Moreover, the GPO market should be opened up entirely to allow fair competition by relevant GPO organizations. For hospitals, GPO organization should be a market that fosters full competition. Qualified GPOs should be enabled to decide for or against competing while hospitals should have full discretion to choose from more than two GPO organizations. The Shanghai and Shenzhen models are generally hosted by the government and are somewhat administrative, which does not help in promoting fair competition between the GPO organizations. Meanwhile, For-Profit GPO model is appointed by hospital founders, where fair competition is more of a pipe dream. Therein, even the founders themselves could be suspected of raking in dividends in disguise.

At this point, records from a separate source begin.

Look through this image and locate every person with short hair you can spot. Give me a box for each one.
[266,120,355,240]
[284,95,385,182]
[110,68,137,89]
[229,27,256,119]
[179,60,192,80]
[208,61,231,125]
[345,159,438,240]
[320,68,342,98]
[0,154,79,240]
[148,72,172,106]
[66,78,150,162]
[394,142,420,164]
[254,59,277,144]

Lastly, legislation should be improved to clearly define the relationship between GPO organizations and the "two-ticket system", institutionalizing it as a legal system through a relatively mature practical experience. In addition, the cons of for-profit GPO models should be made clearer and any act of benefiting from GPOs should be strongly prohibited. It should also be seen that the GPO models do a great deal in the policy direction of cost control under medical reform. However, the for-profit GPO model represented by CR Phoenix has turned GPOs into a vehicle of benefiting from non-profit hospitals, merely talking the GPO talk and not walking the walk. This does not help hospitals lower operating cost, nor is it beneficial to patients. Even worse, the for-profit GPO model has become means of profit movement by non-profit hospitals. It does not only contradict with the non-profit quality of GPOs, but there is suspicion that non-profit hospitals seek illicit dividends. What is still worse is that a host of public hospitals placed in escrow by CR Phoenix adopted the GPO model to convert into company profits the profit and operating balance that ought to belong to public hospitals. They compromised the foundation of their establishment and caused losses to state-owned assets. This has significantly affected the hospital's primary function of benefiting the masses. Thus, it is neither reasonable nor aligned with the overall policy orientation of medical reform.

The regulators should address the harms that for-profit GPO models will bring to the healthcare industry and take solid measures to rectify any illegal behaviors.